For AuthNZ, we integrated Apache Ranger with Trino. Apache Solr was used for audits.

Transactional Datasets Querying

On data lake, updating mutable transactional data like critical orders, items, and customer fact tables, became challenging. For this, we chose Hive ACID which allowed updation of datasets on Data Lake. Hive Catalog was used to manage schemas and metadata of tables.

With the onboarding of immutable as well as transactional datasets on Hive and Trino, we were able to solve for querying of data. Trino also supports multiple data stores on the backend. Users need not learn different SQL syntax for every data store as Trino uses ANSI-SQL and internally converts the SQL for them.

Visualization of Data

We introduced Apache Superset linked with Trino for visualizing the data in the form of bar graphs and charts for engineering dashboards.
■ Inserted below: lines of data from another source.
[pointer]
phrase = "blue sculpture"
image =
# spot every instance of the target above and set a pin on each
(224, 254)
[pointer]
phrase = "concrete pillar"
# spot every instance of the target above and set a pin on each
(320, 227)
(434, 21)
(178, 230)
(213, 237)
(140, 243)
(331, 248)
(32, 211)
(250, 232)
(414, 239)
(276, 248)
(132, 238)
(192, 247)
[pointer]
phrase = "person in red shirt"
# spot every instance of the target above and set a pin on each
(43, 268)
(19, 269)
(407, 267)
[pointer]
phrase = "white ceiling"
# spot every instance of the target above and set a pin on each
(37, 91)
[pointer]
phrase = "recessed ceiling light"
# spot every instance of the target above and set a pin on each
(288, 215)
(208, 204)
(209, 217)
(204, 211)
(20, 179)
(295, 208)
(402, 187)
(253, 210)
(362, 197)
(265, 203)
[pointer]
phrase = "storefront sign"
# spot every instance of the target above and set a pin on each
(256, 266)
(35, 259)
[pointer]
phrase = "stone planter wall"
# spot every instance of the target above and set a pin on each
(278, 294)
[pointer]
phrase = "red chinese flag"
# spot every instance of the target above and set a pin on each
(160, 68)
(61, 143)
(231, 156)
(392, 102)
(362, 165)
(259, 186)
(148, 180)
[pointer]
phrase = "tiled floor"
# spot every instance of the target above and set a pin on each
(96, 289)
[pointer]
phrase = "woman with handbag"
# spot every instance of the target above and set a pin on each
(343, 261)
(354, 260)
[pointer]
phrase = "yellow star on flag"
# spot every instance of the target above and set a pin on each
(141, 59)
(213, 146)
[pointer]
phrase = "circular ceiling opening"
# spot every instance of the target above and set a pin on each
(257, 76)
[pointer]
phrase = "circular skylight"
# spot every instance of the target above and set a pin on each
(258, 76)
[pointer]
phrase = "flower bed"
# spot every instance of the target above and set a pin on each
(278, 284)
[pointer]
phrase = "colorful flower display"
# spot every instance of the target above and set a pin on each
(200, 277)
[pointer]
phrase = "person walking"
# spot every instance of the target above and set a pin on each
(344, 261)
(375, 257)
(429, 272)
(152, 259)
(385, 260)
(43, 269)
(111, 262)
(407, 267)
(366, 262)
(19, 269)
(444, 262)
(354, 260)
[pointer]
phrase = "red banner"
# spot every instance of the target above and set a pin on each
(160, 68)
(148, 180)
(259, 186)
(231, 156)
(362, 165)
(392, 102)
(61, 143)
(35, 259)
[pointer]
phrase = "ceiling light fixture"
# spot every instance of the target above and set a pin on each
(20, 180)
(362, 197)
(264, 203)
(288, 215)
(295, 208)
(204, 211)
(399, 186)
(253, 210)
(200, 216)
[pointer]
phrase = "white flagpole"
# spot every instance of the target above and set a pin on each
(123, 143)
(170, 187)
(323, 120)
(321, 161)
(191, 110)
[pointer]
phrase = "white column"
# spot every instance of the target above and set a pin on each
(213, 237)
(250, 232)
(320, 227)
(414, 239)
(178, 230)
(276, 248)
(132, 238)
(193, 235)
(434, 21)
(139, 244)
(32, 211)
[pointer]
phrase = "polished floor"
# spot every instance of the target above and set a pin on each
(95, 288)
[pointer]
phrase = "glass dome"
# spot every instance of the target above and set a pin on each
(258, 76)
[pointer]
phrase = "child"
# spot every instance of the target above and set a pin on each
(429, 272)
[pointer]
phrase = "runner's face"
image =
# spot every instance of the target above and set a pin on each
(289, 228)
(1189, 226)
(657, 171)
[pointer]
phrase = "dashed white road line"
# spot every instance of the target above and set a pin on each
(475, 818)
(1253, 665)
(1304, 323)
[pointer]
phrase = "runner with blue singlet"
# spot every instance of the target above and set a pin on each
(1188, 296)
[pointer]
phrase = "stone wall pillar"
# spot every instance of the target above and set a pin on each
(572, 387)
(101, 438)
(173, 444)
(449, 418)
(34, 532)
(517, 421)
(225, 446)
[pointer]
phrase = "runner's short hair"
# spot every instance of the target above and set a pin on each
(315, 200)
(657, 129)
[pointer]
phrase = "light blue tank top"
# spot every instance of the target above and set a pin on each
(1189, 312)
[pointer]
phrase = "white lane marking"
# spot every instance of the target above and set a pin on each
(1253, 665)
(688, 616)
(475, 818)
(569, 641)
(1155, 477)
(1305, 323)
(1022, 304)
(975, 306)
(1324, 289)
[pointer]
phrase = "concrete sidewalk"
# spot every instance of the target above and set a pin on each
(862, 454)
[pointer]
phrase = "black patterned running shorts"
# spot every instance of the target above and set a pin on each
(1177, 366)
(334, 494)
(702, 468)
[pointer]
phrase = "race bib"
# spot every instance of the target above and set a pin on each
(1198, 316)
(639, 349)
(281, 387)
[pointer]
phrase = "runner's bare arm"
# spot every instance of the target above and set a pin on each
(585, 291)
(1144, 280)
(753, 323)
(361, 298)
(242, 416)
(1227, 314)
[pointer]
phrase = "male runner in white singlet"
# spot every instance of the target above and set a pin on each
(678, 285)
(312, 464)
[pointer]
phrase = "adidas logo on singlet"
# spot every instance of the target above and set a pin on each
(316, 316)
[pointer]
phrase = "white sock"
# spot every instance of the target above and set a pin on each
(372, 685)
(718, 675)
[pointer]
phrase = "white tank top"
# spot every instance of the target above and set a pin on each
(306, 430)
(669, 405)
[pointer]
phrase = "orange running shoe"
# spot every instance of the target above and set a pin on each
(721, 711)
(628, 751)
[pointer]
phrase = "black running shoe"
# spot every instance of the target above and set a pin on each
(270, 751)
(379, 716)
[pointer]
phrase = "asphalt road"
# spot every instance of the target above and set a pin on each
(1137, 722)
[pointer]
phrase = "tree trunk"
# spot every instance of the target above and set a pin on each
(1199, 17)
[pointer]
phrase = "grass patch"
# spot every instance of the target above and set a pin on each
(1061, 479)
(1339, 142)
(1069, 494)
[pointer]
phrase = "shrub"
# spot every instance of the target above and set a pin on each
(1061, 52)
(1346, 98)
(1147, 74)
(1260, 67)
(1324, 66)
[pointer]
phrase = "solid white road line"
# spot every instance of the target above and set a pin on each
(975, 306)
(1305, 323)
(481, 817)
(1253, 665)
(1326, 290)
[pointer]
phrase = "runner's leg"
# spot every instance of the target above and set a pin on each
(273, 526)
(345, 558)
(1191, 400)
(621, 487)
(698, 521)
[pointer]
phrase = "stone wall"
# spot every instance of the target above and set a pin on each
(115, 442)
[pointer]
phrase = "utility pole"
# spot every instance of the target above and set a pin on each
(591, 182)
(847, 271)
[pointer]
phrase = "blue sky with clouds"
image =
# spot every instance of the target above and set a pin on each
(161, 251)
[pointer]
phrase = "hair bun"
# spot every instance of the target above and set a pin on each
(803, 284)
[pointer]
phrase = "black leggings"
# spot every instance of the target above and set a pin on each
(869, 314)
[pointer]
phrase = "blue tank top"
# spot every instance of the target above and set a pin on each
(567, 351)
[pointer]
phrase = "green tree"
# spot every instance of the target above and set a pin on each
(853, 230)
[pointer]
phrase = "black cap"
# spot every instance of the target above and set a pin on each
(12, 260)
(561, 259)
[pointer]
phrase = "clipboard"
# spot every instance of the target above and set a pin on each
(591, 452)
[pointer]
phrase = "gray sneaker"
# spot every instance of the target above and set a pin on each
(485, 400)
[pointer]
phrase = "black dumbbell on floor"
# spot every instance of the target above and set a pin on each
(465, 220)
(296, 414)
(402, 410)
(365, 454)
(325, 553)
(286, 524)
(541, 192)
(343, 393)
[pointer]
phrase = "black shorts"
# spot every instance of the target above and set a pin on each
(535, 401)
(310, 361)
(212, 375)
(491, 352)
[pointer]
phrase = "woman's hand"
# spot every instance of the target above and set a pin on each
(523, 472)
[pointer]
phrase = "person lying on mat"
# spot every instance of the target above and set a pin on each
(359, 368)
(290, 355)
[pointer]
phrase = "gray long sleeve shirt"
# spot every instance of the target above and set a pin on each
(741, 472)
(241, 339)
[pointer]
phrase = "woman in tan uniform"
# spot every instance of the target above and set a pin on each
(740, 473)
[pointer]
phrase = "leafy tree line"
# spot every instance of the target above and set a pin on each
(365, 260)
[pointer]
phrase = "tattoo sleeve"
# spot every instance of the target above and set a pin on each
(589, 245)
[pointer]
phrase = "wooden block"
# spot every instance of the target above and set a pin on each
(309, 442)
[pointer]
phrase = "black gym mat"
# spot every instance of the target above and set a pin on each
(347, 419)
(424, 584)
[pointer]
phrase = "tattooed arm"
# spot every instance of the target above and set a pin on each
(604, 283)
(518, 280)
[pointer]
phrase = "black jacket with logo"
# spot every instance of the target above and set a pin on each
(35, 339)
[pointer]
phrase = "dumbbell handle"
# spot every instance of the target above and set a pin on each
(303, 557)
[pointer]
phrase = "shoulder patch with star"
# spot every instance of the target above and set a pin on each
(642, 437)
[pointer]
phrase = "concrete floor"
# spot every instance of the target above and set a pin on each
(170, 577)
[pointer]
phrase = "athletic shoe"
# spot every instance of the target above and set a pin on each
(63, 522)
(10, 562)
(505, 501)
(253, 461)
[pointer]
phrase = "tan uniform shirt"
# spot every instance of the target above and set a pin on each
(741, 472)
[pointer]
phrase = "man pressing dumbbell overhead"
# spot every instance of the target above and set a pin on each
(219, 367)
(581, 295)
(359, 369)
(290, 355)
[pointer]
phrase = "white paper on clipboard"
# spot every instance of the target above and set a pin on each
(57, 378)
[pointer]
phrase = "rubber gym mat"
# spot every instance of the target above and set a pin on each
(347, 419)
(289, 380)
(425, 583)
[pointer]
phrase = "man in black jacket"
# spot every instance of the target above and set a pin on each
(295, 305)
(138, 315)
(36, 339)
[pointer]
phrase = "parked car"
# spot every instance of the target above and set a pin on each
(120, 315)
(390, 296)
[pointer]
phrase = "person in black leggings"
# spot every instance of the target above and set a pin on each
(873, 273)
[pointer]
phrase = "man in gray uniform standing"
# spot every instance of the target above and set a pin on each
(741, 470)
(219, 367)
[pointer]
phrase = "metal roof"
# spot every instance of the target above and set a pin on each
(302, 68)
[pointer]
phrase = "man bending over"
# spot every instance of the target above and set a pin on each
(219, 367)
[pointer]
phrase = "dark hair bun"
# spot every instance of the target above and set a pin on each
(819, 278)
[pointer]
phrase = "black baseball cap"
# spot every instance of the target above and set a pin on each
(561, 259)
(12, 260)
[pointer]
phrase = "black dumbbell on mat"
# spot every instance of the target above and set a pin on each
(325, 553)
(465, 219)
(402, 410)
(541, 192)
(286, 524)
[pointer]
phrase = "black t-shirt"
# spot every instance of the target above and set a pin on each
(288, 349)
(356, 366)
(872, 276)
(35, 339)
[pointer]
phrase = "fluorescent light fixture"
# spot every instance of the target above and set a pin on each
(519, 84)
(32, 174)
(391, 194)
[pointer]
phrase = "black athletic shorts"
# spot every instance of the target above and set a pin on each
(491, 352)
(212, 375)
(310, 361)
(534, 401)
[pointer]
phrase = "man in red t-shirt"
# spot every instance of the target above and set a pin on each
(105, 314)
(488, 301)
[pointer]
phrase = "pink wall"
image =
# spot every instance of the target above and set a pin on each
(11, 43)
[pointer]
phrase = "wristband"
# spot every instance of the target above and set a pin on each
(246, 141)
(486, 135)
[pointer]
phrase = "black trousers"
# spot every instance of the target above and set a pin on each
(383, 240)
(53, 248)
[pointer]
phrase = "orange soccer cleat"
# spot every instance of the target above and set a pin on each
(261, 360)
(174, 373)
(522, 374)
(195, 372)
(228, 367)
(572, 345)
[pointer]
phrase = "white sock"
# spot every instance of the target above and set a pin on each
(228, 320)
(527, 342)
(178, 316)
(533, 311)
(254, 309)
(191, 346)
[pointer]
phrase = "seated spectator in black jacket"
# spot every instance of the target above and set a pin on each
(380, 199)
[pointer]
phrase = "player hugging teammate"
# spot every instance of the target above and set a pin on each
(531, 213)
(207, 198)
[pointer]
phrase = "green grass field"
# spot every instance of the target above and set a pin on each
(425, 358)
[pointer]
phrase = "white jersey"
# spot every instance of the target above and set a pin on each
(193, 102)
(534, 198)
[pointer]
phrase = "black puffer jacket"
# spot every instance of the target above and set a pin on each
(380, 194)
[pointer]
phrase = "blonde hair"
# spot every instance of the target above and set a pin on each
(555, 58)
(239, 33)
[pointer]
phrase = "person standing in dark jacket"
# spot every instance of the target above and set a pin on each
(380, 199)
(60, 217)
We used Power BI for visualizing business metrics.

Phase 4: Bifrost II

We evolved Bifrost to use Delta Lake instead of Hive ACID. Delta lake by Databricks is an optimized storage layer. It facilitates ACID properties on files. It had the following advantages over Hive ACID:

Delta stores metadata in files. There is no need to connect to HMS. Also, scanning time of a table reduces making queries run faster.
Delta handles ACID properties better than Hive. In Hive, compaction was run to delete extra files that were created with each update which is compute heavy.
Schema evolution across multi-compute is supported in Delta.
State of the data is stored in Delta. If data gets corrupted, it can be reverted.

This blog gives a ten thousand foot view of Bifrost and its major components. We will continue this series with the Architecture of Bifrost and various features introduced to handle PB scale of Data Serving at Myntra.